Les nouvelles avancées technologiques et notamment le « cloud », qui permet de stocker ses données à distance pour des coûts minimes voire même nuls, ont permis à des petits génies du web de mettre en point leurs app sans un sou en poche. Dans le passé, un développeur devait dépenser des milliers d’euros pour se payer des serveurs et des licences alors qu’aujourd’hui tout ou presque est proposé gratuitement sur la Toile.

Google s’installe au Ghana

La disparition de ces barrières financières a aidé de nombreux entrepreneurs à lancer rapidement leurs applis. La majorité des applications d’intelligence artificielle qui se développent en Afrique utilisent des outils clé en main et des interfaces de programmation applicatives (API) avant d’y ajouter des services souvent assez pratiques. De nombreuses apps lancées sur la Toile sont ainsi axées autour des secteurs de la santé de l’environnement et de l’éducation.

Véritable bouillon de culture, l’Afrique commence aujourd’hui à intéresser au plus haut point les grands groupes internationaux et tout particulièrement les géants de la Silicon Valley. Des récompenses et des primes sont accordées aux start-up les plus prometteuses notamment lors du Cisco Global Problem Solver Challenge et de l’IBM Watson AI Xprize. Google a été plus loin en annonçant l’ouverture prochaine à Accra au Ghana de son premier centre de recherche en intelligence artificielle en Afrique.

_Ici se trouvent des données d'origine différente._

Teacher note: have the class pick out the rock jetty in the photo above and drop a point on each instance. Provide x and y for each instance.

Le Lab sera piloté par le Sénégalais Moustapha Cissé, qui a obtenu un doctorat en science de l’informatique à l’Université parisienne Pierre et Marie Curie avant de se faire recruter par Facebook. Accra devient donc la onzième ville au monde à accueillir un centre de recherche en IA de Google, après Paris, Zurich, Tokyo, Pékin, Montréal, Toronto, Seattle, Boston, Tel-Aviv et New York.

Du machine learning à Kigali

Pour ne pas uniquement devenir une « base arrière » des géants du web, l’Afrique doit encore se doter d’instituts qui permettront de former les développeurs de demain. D’importants efforts sont faits dans ce domaine. Une maîtrise en « machine learning », définie en collaboration avec l’université américaine Carnegie-Mellon, est proposée à Kigali au Rwanda. D’autres programmes similaires sont enseignés à l’université du Cap en Afrique du Sud et dans des établissements au Maghreb.

Le premier réseau africain de centres d’excellence en sciences mathématiques, l’Institut africain des sciences mathématiques (AIMS), vise, lui, à aider les meilleurs étudiants à devenir des innovateurs capables de propulser l’autosuffisance scientifique, éducative et économique de leur continent. L’intelligence artificielle comme moteur de développement, ce n’est pas un fantasme mais une réalité africaine.